Wave's help documentation describes the fields you verify on a scanned receipt as the date, description, account, category, and total amount. Line items are not among them. A $312 warehouse-club run books as one number, not as the eleven things you actually bought.
Receipt scanning is not in Wave's free Starter plan. Wave publishes a Receipts plan at $8 per month or $72 per year, and includes scanning in the Pro plan at $19 per month or $190 per year. The scanner you are paying for still returns a total.
Wave documents a limit of 10 files per upload and 5 MB per file. A shoebox of a hundred receipts is ten separate upload rounds before you have booked a single transaction.
Wave publishes a GraphQL API covering invoices, customers, products, transactions, and accounts.

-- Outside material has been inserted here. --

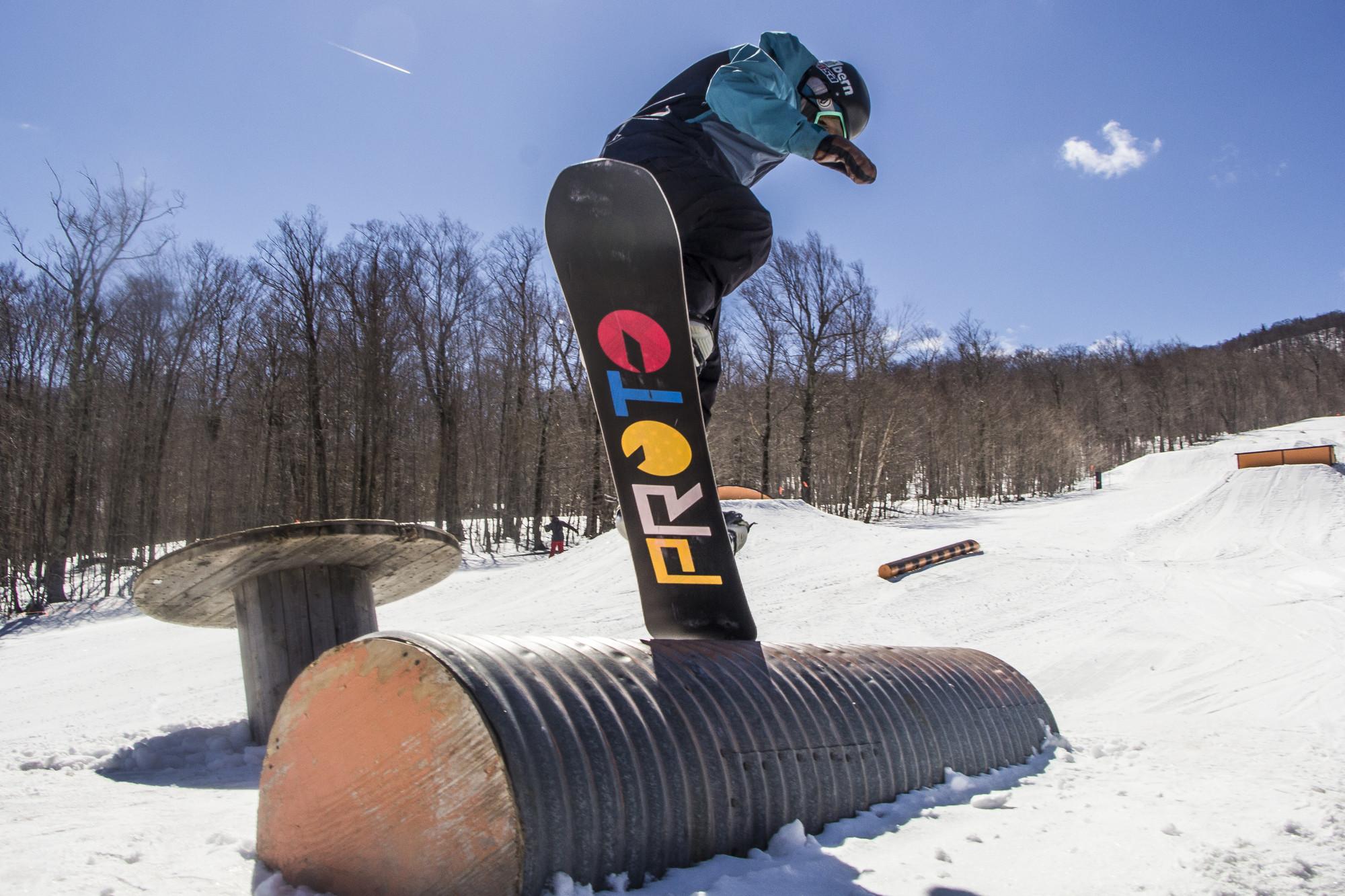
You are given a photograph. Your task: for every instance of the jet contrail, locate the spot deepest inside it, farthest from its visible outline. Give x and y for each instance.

There is no documented receipts or OCR endpoint, so there is no supported way to push scanned receipt data in or pull structured receipt data out.
Read the receipt once, properly, into structured fields. Keep the spreadsheet for your accountant and your tax file, attach the image to the Wave transaction, and stop retyping what the scanner threw away.
Description, quantity, and unit price for each line on the ticket, plus subtotal, sales tax, and total. This is the layer Wave's scanner does not return.
Upload a folder of receipts in one pass instead of ten rounds of ten files. Each document is read separately, so accuracy holds across the batch.
One stacked sheet with a consistent header row. Sort it, pivot it, hand it to a bookkeeper, or feed it into whatever you keep books in next year.
Wave separates receipts from bills. The same extraction reads an out-of-pocket lunch receipt and a supplier invoice, and both land in the same sheet.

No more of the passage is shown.